The group cheerfully agrees that the ensuing conversation is redacted, but nevertheless continues to believe that they’d go viral on Youtube. To prove how disastrous this would be, the transcriber shall now unveil merely the smallest fraction of redacted humor…

Calinai: Oh dude! Tent heil! TENT HEIL!
2:12:30
It just gets worse. Yes, it get worse than THAT.

Calinai: Back to the game… We’ve treaded the darkest path possible. Sorry, buddy.
Lars: It’s all right.
Calinai: Lars goes home and has a sad shower in the bathroom…
Inferian: “Must get clean…”

Benar hears nothing at the third door.

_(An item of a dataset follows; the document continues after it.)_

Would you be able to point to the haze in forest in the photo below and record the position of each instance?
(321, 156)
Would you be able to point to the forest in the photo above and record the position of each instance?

The DM calls for a Knowledge(nature) roll from Treedon, while the other players do weird stuff.

Calinai: He’s rubbing his beef jerky on me.
Inferian: Come on, Calinai, snap into a Slim Jim!

On the other side of the door with the grunting, the party discovers a group of formidable ogres, well-armed and armored and probably of the Skullcrusher variety.

Treedon: That sounds nice and safe.
DM: Rigidly trained in the art of martial discipline, as opposed to the typical ogre who is “Rob smash kill.” As you’re determining this, the one with his back to you looks over his shoulder and takes note of the open door, and the party of adventurers revealed within! That’s where I’ll let it hang until the next time…

With a dramatic noise signaling the positioning of the minis being captured for posterity, they close the game… and discuss what to do next.

Calinai: Treedon, do you have a character for that xenomorph game, where there was aliens and stuff?
Inferian: Yeah, it was the druid who didn’t know what trees were, remember?
Treedon: Ooh, that game.
Calinai: That’s restarting to something with a decent, better storyline since Inferian outright laughed at me. I feel depressed and I don’t want to play it any more… He stopped the game for 20 minutes to laugh…

Calinai threatens to make Inferian run something, but topically, Inferian vows to run an Exalted campaign based on the government shutdown. Horribly the game ends with the musical question of fox vocabulary being posed.